Марк хрипло мычит, играясь с золотыми наручнями, что обрамляют запястья, и неспешно поднимается, ровняясь с Клаудиусом и опираясь о перекладину. После продолжительного нахождения под навесом яркие лучи режут глаза, вынуждая зажмуриться и поднять ладонь, создавая тень. Воздух горяч, пропитан пряностью рыночных специй и тягучих сладостей, что вовсю продают прямо перед носом, а солнце беспощадно разогревает землю, заставляя снующих туда-сюда людей набрасывать хлопковые мантии на головы.
– Крепкие, говоришь, – тихо вторит Марк, пытаясь рассмотреть выставленных в ряд – на небольшой возвышенности – мужчин.
– Если этому слуге хватает сведений, – с лёгкой улыбкой отвечает Клаудиус, говоря о себе в третьем лице, чтобы подчеркнуть величайшее уважение к собеседнику.
– Ты так строг к себе, – бархатный голос служит ответом.
Слуга тактично пропускает фразу мимо ушей, подзывая стоящую в стороне девушку, чтобы та подняла банановый лист, накрывая Аврелия от жарких лучей.
– Господин желает приобрести несколько рабов для предстоящих боёв? – догадывается Клаудиус.
– Если так посмотреть, то вон тот, – Марк указывает на одного из мужчин, – выглядит очень впечатляюще. Из него вышел бы превосходный боец.
– Мне послать людей? Господину приглянулся кто-нибудь ещё?
Марк томно вздыхает, колыхая в чаше рубиновую жидкость, и наклоняет голову вбок, рассматривая привлекшего внимание парня.
– Не стоит, хочу сходить лично.
– Давно Вы не радовали своим присутствием городские улицы, – отзывается слуга, приказывая другим немедленно принести императору обувь и подготовить уличную тунику. – Мне отправиться с Вами или Его Светлости достаточно младших служащих?

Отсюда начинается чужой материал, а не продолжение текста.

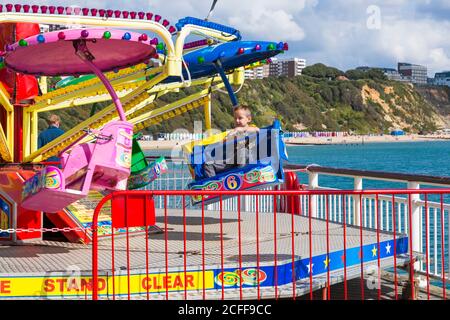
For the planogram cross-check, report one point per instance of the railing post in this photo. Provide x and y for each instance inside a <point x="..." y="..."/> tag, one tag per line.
<point x="313" y="184"/>
<point x="416" y="225"/>
<point x="357" y="186"/>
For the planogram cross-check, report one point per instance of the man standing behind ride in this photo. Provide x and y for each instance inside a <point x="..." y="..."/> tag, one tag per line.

– У тебя предостаточно дел, оставайся здесь, – ведает Марк, ступая босыми ногами по чистому мрамору. – Распорядись, чтобы к заходу солнца мне подогрели воду с маслом эстрагона, хочу отлежаться в купальне.
– Слушаюсь.
Марк вальяжно вышагивает по широкому проходу, с обеих сторон которого расположены лавки торговцев, сложив руки за спиной и взирая на окружающих с нежной отчуждённостью. Все проходящие мимо торопятся склонить голову в приветственной манере, и даже бесконечно шумящие дети шустро затихают, завидев гордо ступающего правителя. Трое служащих шли спереди, разгоняя особенно надоедливых и наглых, а двое кроковали позади, замыкая цепочку. Марк с хладнокровным величием спокойно становится около толпы, ожидая до тех пор, пока подчинённый наконец не выкрикивает громкое: «Император почтил это место своим присутствием, разойдитесь, если жизнь дорога».

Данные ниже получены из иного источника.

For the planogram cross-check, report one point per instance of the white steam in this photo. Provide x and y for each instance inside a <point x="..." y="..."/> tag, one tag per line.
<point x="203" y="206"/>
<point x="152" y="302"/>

Народ почтенно расступается, образовывая некую тропу, а с разных сторон начинают доноситься едва заметные толки – люди обожают сплетни и горячие обсуждения, а тут сам Аврелий снизошёл, не каждый день такое узреть сумеешь. Молодые девы прячут смущённые взгляды, исподтишка стреляя глазами в столь привлекательную особу, которая неизменно привлекает всеобщее внимание, а дети путаются в ногах у взрослых, снизу вверх смотря горящими глазами на сияющую поступь.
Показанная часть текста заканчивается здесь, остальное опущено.